Ce sont des créations de premier ordre réalisées par des artistes qui démontrent le plus haut degré de pertinence globale d'un point de vue culturel, historique et financier. Nous nous attachons à environ 10 critères quantitatifs et qualitatifs, tels que les volumes continus, leur représentation dans des galeries, les records des ventes aux enchères ou encore le nombre d’expositions dans des musées.

Notre univers d’investissement compte ainsi 40 artistes qui cochent toutes ces cases. Puis nous dénichons les meilleures œuvres grâce à notre équipe d’experts.

Lors de la dernière crise de liquidité en 2007-2008, les actifs financiers ont évolué ensemble dans le même sens, car tous les investisseurs se sont rués sur les liquidités.
Comment évolue cet indice de 40 créateurs?

Depuis 2010, les 40 artistes identifiés comme blue-chip ont généré des rendements annuels d'environ 12%, soit quelque 5% de plus que le marché de l'art global. De plus, alors que ce dernier a connu trois années de performance négative sur cette période, notre indice blue-chip n'a enregistré aucune année dans le rouge. Enfin, la volatilité des rendements de l’indice est nettement inférieure à celle du marché de l'art.

Pourquoi pensez-vous que l’art a continuellement surperformé les marchés financiers depuis le début du millénaire?

Depuis des centaines d’années, l’art reste un stockage de valeur dans lequel les individus les plus riches ont dépensé 10% de leur fortune. Ils le considèrent aussi pour se prémunir contre l’inflation ainsi que pour diversifier leurs placements dans une logique d’allocation d’actifs.

La loi de l'offre et de la demande explique également cette évolution, notamment pour les artistes blue-chip. L'offre d'œuvres d'art d'un tel artiste disponibles pour la propriété privée diminue au fil du temps après le décès de ce dernier. Dans le même temps, la demande globale augmente à mesure que le nombre de personnes fortunées croît. La diminution de l'offre et l'augmentation de la demande entraînent par définition une augmentation du prix dans le temps.

Quelle est la corrélation du marché de l’art avec les autres classes d’actifs?
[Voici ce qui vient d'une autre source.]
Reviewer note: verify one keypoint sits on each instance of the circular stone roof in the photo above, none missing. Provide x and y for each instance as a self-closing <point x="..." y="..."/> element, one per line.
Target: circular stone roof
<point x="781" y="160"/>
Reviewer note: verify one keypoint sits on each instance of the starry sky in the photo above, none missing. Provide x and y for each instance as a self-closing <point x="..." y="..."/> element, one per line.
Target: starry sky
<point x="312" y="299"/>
La corrélation est très faible avec les actifs traditionnels, mais elle est en revanche elevée avec la population des personnes ultra riches. Ces derniers temps, les marchés financiers ont connu une forte volatilité et une grande incertitude. Cependant, le haut de gamme du marché de l'art s'est avéré résistant. Des événements tels que Art Basel ou les diverses ventes aux enchères de haut niveau à New York, Hong Kong et Londres ont prouvé qu’il se porte toujours très bien car les particuliers fortunés réaffectent leurs fonds des classes d'actifs traditionnelles vers l'art: ils savent que c'est un excellent moyen de conserver leurs avoirs lorsque les marchés baissent.

Comment l’art évoluerait-il dans le cas d’une crise de liquidité?
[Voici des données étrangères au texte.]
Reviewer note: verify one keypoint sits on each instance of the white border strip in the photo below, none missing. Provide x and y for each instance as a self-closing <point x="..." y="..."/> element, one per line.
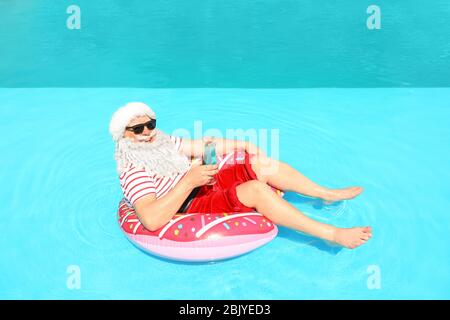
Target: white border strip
<point x="219" y="221"/>
<point x="171" y="223"/>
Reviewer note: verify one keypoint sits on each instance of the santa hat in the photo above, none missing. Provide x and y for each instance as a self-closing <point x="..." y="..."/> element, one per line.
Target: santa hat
<point x="122" y="117"/>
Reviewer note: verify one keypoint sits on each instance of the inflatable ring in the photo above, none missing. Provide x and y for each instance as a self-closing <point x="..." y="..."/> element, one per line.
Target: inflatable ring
<point x="199" y="236"/>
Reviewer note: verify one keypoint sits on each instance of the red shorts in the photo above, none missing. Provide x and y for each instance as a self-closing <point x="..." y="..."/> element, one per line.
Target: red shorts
<point x="221" y="196"/>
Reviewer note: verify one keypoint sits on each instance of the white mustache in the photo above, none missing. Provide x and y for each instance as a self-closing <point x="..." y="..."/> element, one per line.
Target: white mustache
<point x="142" y="138"/>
Lors de la dernière crise de liquidité en 2007-2008, les actifs financiers ont évolué ensemble dans le même sens, car tous les investisseurs se sont rués sur les liquidités.
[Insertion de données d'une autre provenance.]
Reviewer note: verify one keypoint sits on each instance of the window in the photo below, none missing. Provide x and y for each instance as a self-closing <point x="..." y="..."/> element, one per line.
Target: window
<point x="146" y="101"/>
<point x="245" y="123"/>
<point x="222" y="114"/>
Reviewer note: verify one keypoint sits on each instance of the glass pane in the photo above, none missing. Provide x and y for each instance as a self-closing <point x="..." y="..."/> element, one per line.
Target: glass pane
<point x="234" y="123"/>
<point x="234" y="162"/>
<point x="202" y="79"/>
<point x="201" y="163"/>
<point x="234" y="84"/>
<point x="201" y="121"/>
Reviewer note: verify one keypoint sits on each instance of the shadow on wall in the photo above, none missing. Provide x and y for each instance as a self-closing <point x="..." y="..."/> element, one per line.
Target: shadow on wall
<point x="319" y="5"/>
Les actifs facilement réalisables ont été vendus en premier, tandis que les actifs moins liquides sont restés à la traîne. Comme il était encore nécessaire de générer des liquidités après la vente des actifs liquides, nous avons également assisté à des ventes de grands objets d'art, ce qui a entraîné une certaine corrélation retardée dans le temps.

Il est toutefois intéressant de noter qu'après la chute assez brutale de la crise financière, le marché de l'art est reparti très rapidement et vigoureusement.

Avec des tickets d’entrée supérieurs à un million, comment des particuliers peuvent-ils y investir?

Parce que les œuvres atteignent des montants des fois extravagants, nous avons créé une structure d’AMC (actively managed certificate) diversifiée, avec chaque structure d’AMC contenant 4 à 6 œuvres qui permettent d’investir facilement des encours à partir de CHF 30'000 via une solution bancable avec un ISIN suisse.

Quid de l’art réel versus les NFT (non-fongible token)?

Nous devons nous assurer d'acquérir des œuvres de qualité à une valorisation attractive. La tokénisation deviendra sans doute importante à l'avenir, mais elle n'en est encore qu'à ses débuts. Nous n'investissons actuellement pas dans les NFT's, car trop spéculatif selon nous.